The information resource includes a facility to train caretakers
to perform procedures used at home. Procedures
use a minimalist strategy
[2]
that directs the user to only those activities
essential for procedure performance and lets the user focus
immediately on the critical task. Elaborations and parenthetical
material are available on demand, but are not interwoven into the
primary instruction. An overview of the procedure is always visible to
help maintain perspective, and the user can review the entire procedure
or go through it a step at a time.
Patient monitoring
The patient monitoring component of the system, called 'Guardian' [4],
allows a parent to describe the symptoms their child
is experiencing. Through a series of guided questions Guardian
attempts to identify the causes of the problem. As the dialogue
unfolds, it provides multimedia feedback
to the parent on home therapy
and the probable meaning of the symptoms in light of
patient's history.
Guardian is a knowledge-based component, driven by a
set of rules defined by a domain expert.
The questions and the order in which they are asked depends on the
current condition of the patient and the expert knowledge base defined
by the physician.
Patient information is kept current both in the hospital
and at home.
Guardian can also be used to consider hypothetical symptom scenarios.
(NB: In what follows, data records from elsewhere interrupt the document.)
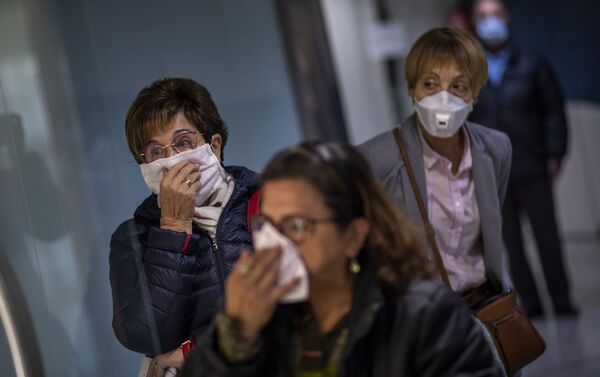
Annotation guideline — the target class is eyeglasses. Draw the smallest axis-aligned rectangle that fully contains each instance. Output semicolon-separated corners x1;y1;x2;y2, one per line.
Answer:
140;132;200;163
252;214;334;245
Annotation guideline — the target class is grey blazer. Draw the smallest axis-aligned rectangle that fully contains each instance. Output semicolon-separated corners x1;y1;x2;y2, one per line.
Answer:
358;114;512;291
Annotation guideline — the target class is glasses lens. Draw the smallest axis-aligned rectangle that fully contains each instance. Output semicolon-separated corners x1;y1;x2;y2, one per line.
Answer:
173;133;198;153
144;144;165;162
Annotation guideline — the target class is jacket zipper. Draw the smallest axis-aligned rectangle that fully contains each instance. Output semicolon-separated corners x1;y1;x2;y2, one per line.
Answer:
210;236;225;293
The parent might want to know what to do if the temperature rises above
its current level or what the meaning of hip pain might be even if his
or her child is currently pain free. It does this by pursuing the
dialog with 'dummy information' without sending a report to the
clinic.
Peer and provider communications
Problems encountered by the patient are reported in
real time and transmitted directly from the home to the hospital,
where there is a running log of
problem reports and patient e-mail. This
should improve quality and
efficiency of care at home by providing the hospital staff with detailed
and up to the minute information on the patient.
At the
clinic workstation, physicians
and nurses review and archive reports and mail, as well as update the
patient medical model and administrative data. Facilities are also
provided for medical information providers to edit and augment system
content.
ACKNOWLEDGEMENTS
Software for the system was developed by the Home Health group
at the TJ Watson Research Center. The content was
developed by the Home Health group in conjunction with the staff and
patient families at the Pediatric/Hematology/Oncology Division of the
Floating Hospital at NEMC, under the direction of Dr. Larry Wolf.